More than two dozen malicious cryptocurrency applications have been discovered on Apple’s App Store, posing as legitimate wallet services to steal sensitive user data, according to cybersecurity researchers at Kaspersky.
The campaign, referred to as “FakeWallet,” has reportedly been active since at least late 2025 and is designed to extract critical information such as recovery phrases and private keys—allowing attackers to gain full control over users’ crypto assets.
Researchers identified at least 26 fraudulent apps that closely imitate well-known cryptocurrency wallets, including services like Coinbase, MetaMask, Ledger, Trust Wallet, and others. These apps use techniques such as typosquatting—slight variations in names and branding—to deceive users into believing they are downloading legitimate applications.
In some cases, the apps did not directly appear as crypto wallets but instead displayed prompts or banners encouraging users to install them to access “official” wallet services that were unavailable in certain regions. This approach was particularly effective in markets like China, where restrictions on some crypto apps have created opportunities for impersonation attacks.
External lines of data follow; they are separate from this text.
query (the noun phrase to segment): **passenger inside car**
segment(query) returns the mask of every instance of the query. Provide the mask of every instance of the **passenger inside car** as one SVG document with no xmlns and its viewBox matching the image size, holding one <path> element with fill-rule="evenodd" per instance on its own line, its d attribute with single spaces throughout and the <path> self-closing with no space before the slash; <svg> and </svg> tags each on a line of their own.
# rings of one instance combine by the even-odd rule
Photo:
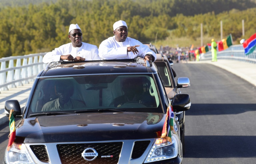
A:
<svg viewBox="0 0 256 164">
<path fill-rule="evenodd" d="M 86 106 L 83 102 L 70 98 L 74 93 L 73 84 L 71 81 L 57 80 L 55 90 L 58 98 L 46 103 L 43 107 L 42 111 L 69 110 Z"/>
<path fill-rule="evenodd" d="M 144 78 L 144 80 L 145 79 Z M 154 97 L 150 95 L 149 90 L 144 89 L 143 79 L 126 78 L 122 80 L 121 85 L 124 94 L 114 100 L 112 104 L 114 106 L 123 107 L 134 103 L 141 104 L 137 104 L 136 106 L 141 107 L 156 106 Z"/>
</svg>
Further analysis revealed that some of these applications were linked to phishing infrastructure, including fake websites mimicking official wallet providers. These sites were used to distribute malicious versions of apps or redirect users to credential-harvesting pages.
Kaspersky also noted that several related apps identified in the campaign did not yet display malicious behavior, suggesting that harmful features could be activated later through updates. “It’s highly likely that the malicious features were simply waiting to be toggled on in a future update,” the researchers stated.